Mi familia materna y yo mismo nacimos en Jicaltepec, Veracruz, un pueblecito de menos de mil habitantes, completamente aislado. Durante la mayor parte del siglo XX no hubo camino para llegar, ni había electricidad. Durante mucho tiempo tampoco hubo escuela; una mujer del pueblo, Lupe, enseñaba las primeras letras a los niños. En algún momento del siglo XIX fue construido un pequeño templo que, en el marco de unas guerras entre caciques impulsadas por la Revolución Mexicana, fue quemado. Mientras existió, iba a caballo, a celebrar misa, de vez en vez, un cura de Martínez de la Torre. El pueblito quedó largo tiempo sin contacto con la Iglesia; los pocos nacidos ahí eran tan ajenos a la Iglesia, que no sabían que eran ajenos.
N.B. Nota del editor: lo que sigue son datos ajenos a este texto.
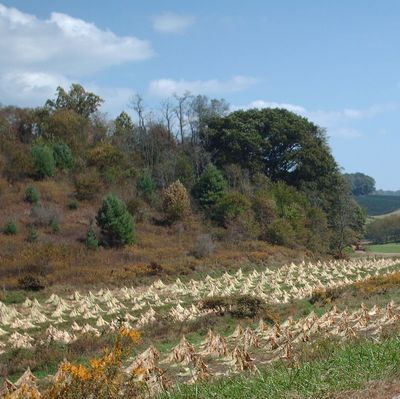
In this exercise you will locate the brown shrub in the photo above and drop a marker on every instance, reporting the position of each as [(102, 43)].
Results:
[(204, 246)]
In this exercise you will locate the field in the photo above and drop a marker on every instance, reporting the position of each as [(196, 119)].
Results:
[(379, 204), (262, 330), (393, 248)]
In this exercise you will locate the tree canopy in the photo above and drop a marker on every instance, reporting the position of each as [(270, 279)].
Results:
[(77, 99), (283, 145)]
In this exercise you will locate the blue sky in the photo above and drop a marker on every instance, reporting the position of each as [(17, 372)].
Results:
[(337, 63)]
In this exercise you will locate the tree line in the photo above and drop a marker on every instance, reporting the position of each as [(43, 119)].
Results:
[(263, 174)]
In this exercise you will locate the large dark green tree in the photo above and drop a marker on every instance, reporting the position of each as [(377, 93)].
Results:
[(285, 146), (116, 223)]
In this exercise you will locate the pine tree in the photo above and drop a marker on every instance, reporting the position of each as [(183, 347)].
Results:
[(91, 241), (116, 223)]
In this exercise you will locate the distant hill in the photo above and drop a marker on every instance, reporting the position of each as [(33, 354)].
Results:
[(379, 204), (387, 192)]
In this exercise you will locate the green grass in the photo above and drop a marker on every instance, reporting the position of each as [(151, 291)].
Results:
[(392, 248), (337, 368), (379, 204)]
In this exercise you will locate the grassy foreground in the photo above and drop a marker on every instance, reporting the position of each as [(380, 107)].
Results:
[(333, 369), (393, 248)]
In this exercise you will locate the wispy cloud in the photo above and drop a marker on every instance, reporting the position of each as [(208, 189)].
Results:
[(172, 23), (167, 87), (340, 124), (37, 55)]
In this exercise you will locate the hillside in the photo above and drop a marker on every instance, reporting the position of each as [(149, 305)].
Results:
[(189, 253)]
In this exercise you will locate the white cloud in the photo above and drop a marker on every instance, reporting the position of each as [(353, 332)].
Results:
[(172, 23), (338, 123), (168, 87), (268, 104), (37, 55)]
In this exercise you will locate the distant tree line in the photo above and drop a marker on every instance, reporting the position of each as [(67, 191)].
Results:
[(384, 230), (360, 183), (262, 174)]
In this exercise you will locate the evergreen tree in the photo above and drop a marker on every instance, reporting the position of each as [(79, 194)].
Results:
[(91, 241), (115, 222)]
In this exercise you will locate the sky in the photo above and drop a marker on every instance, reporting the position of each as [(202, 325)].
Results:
[(335, 62)]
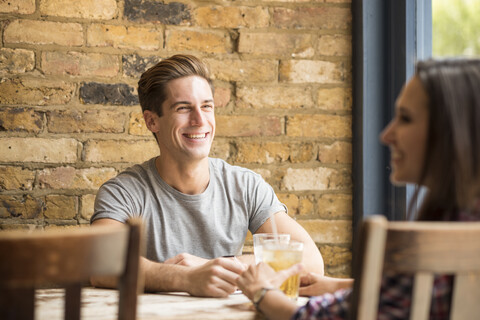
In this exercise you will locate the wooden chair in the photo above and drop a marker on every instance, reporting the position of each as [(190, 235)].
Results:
[(422, 249), (67, 259)]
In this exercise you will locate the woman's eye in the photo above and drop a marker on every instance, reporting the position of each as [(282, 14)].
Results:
[(405, 118)]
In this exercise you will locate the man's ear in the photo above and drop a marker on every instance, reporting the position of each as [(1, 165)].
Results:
[(151, 120)]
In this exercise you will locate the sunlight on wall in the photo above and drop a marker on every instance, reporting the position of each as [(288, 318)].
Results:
[(456, 27)]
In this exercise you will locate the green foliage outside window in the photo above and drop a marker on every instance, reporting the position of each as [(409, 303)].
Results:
[(456, 27)]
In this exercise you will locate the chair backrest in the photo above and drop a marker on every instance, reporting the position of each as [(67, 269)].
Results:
[(422, 249), (67, 259)]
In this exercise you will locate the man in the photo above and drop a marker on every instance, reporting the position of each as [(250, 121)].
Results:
[(196, 209)]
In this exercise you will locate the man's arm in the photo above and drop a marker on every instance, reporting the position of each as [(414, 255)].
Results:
[(312, 258), (215, 278)]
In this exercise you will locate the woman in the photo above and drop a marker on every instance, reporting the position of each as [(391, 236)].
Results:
[(434, 141)]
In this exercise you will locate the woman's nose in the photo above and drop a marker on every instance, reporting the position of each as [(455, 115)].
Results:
[(386, 136)]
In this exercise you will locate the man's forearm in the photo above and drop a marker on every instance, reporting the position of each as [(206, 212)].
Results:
[(247, 259), (163, 277)]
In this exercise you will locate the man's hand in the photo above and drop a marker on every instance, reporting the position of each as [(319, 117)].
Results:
[(216, 278), (186, 259), (263, 276)]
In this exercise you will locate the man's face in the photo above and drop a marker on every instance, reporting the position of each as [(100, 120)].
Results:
[(186, 129)]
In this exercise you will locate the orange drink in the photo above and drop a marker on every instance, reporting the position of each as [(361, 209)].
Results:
[(281, 256)]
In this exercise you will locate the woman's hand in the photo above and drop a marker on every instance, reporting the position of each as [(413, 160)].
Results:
[(314, 284), (262, 275)]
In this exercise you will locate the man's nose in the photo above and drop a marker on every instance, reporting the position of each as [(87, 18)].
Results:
[(196, 117)]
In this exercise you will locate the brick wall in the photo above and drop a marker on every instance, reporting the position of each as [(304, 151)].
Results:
[(70, 119)]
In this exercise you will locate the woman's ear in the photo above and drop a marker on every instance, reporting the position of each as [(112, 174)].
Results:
[(151, 120)]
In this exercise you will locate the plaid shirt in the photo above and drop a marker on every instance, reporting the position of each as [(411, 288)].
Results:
[(395, 295), (394, 304)]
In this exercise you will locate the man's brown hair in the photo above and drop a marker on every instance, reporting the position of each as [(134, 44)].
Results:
[(153, 82)]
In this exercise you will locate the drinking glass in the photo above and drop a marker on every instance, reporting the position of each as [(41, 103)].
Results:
[(280, 256)]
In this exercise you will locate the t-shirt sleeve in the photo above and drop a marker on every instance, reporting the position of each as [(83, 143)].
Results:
[(264, 204), (113, 202)]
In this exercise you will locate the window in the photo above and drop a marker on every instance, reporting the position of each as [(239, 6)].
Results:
[(455, 28)]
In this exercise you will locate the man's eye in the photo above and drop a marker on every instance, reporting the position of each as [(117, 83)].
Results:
[(405, 118)]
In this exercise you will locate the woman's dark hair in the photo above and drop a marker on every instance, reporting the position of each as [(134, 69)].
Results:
[(152, 84), (452, 161)]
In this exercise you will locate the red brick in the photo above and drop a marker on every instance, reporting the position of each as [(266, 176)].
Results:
[(316, 17), (17, 6), (319, 126), (86, 9), (244, 70), (35, 92), (232, 17), (16, 60), (39, 150), (247, 126), (62, 178), (80, 64), (208, 41), (21, 206), (312, 71), (104, 121), (16, 178), (21, 120), (124, 37), (61, 207), (130, 151), (44, 32), (286, 44)]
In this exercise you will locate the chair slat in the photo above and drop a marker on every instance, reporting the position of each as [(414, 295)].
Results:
[(421, 295), (73, 294), (68, 259), (424, 249), (466, 294)]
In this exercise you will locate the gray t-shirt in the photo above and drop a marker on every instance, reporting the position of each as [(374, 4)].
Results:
[(209, 225)]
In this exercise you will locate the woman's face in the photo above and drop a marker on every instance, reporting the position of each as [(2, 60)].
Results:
[(406, 134)]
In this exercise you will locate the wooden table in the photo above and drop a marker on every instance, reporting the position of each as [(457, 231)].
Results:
[(102, 304)]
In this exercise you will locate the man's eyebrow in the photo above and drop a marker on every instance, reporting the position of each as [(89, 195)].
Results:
[(188, 103), (179, 102)]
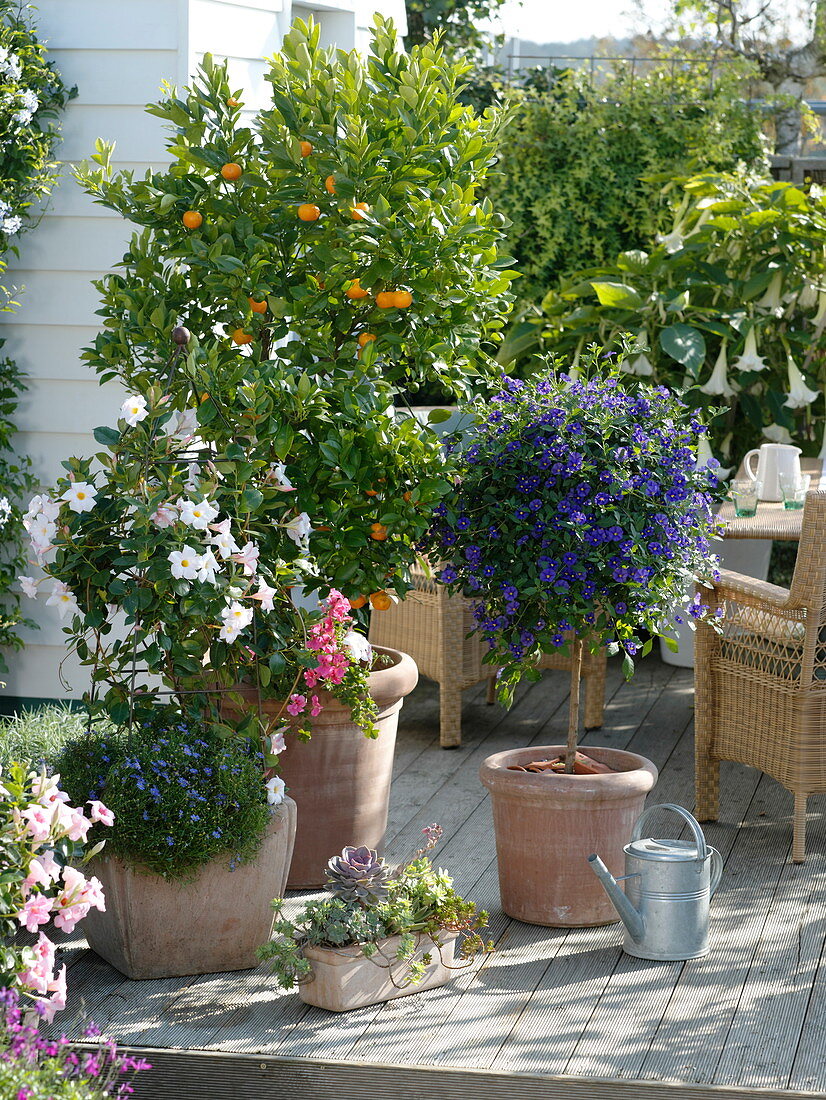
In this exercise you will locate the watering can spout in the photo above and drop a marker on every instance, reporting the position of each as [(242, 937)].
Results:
[(628, 914)]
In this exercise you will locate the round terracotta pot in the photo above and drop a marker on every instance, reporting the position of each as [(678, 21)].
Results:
[(156, 927), (548, 824), (340, 779)]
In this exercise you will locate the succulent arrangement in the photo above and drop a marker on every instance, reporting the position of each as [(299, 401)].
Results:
[(370, 902)]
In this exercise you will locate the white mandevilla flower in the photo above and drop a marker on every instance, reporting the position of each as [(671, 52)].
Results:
[(80, 496), (249, 558), (41, 504), (298, 529), (277, 741), (800, 395), (185, 563), (165, 515), (772, 299), (134, 409), (209, 564), (29, 586), (360, 648), (235, 618), (42, 531), (673, 241), (198, 515), (63, 598), (276, 788), (718, 384), (265, 594), (750, 360)]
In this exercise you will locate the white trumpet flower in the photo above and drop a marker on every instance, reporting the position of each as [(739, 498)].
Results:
[(718, 384), (800, 395), (750, 360), (777, 433), (772, 299)]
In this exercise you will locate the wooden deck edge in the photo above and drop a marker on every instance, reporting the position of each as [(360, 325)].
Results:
[(206, 1075)]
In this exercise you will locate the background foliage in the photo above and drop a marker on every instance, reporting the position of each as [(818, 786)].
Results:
[(580, 169)]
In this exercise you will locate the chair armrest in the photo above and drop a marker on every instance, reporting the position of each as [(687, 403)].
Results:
[(733, 585)]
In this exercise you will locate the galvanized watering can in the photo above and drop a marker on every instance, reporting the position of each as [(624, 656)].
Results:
[(668, 887)]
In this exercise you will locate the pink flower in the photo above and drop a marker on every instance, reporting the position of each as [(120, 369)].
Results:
[(248, 558), (277, 744), (37, 822), (99, 813), (36, 910), (40, 972), (57, 1001), (338, 605), (297, 704), (164, 516)]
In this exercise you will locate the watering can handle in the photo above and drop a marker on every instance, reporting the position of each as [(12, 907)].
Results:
[(716, 870), (698, 837)]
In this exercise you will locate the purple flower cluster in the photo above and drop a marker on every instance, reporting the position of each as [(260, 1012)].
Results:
[(580, 508), (31, 1064)]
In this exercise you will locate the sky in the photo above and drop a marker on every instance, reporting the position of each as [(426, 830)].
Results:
[(569, 20)]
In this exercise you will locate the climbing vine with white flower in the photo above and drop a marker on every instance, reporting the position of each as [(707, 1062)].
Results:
[(32, 98)]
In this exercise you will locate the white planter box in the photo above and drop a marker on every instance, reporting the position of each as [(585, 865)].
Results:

Tendría unos 18 años cuando por curiosidad entré a ver cómo era una iglesia: la Catedral del Zócalo: lúgubre. No había actividad litúrgica, pero sí fieles con los ojos cerrados concentrados en su sentir religioso.
Mis estudios en la universidad me confirmaron en mi ajenidad: no requiero de ningún dios; me son ajenas las nociones de alma y espíritu. Pero veo el poder ideológico y político de la Iglesia. Veo la caída de su poder por vastas regiones del mapa, especialmente en el mundo industrialmente desarrollado; pero también su crecimiento en África y en Asia. Me asombra la persistente necesidad humana de creer en un creador
. Sé que cada vez sabremos más sobre el universo, pero nunca comprenderemos la existencia. Este es el misterio
. Así que por siempre habrá un hueco que una gran parte de la humanidad colmará con su imaginación y su creencia. Aunque es asombrosamente ingenua la creencia en un dios a nuestra imagen y semejanza
. Esa es quizá la mayor muestra de que los humanos crearon a Dios, no a la inversa.
El enorme interés que despertó la elección del nuevo Papa proviene del amplio reconocimiento social a Francisco. Su devoción por los pobres, por los periféricos y los excluidos de todo tipo, el lugar que intentó construir para los laicos, su voz por una Iglesia incluyente, su compasión por los encarcelados, su deseo de una Iglesia ecuménica, atrajeron a millones. También yo guardo ese reconocimiento desde mi ajenidad: fue un pastor con olor a oveja.
El papa León XIV es hijo de su tiempo: la globalidad multicultural. Su segundo apellido es Martínez, por su madre española; nació en Chicago pero desplegó su vocación en Chiclayo (Perú), donde ejerció su vocación por más de 30 años; tiene también la nacionalidad peruana y en su primer mensaje buscó envolverse con la legitimidad social de Francisco. Pronto mostrará si posee la vocación social de su antecesor. Es de ascendencia francesa e italiana por el lado paterno. Estudió matemáticas y habla quechua. Parece una cabeza estructurada.
Los temas pendientes de la Iglesia son un mundo y fueron registrados por Francisco. En primer lugar, los visiblemente excluidos de todas las sociedades del planeta y por la propia Iglesia. Francisco comenzó a incorporarlos. Los laicos tienen más voz que nunca en los sínodos; tal vez no haya vuelta atrás. Pero la mayor exclusión histórica, por los siglos de los siglos, es la otra mitad del mundo, la mitad más grande: las mujeres. En ese hecho se funda la idea principal de Cónclave, la novela de Robert Harris y película de Edward Berger, últimamente tan celebrada. En esa fantasía de gran suspense las mujeres llegan al corazón y cima del sumo pontificio. El símbolo se impone con su presencia: uno de los cardenales, arribado inesperadamente, lleva consigo la quintaesencia femenina y es el elegido. Cierra la fantasía la escena en la que el frustrado cardenal Lawrence mira desde su ventana el caminar ágil y feliz de cuatro mujeres que viven ahí dentro, en el Vaticano: algunas seleccionando obispos. Pero no habrá cambios.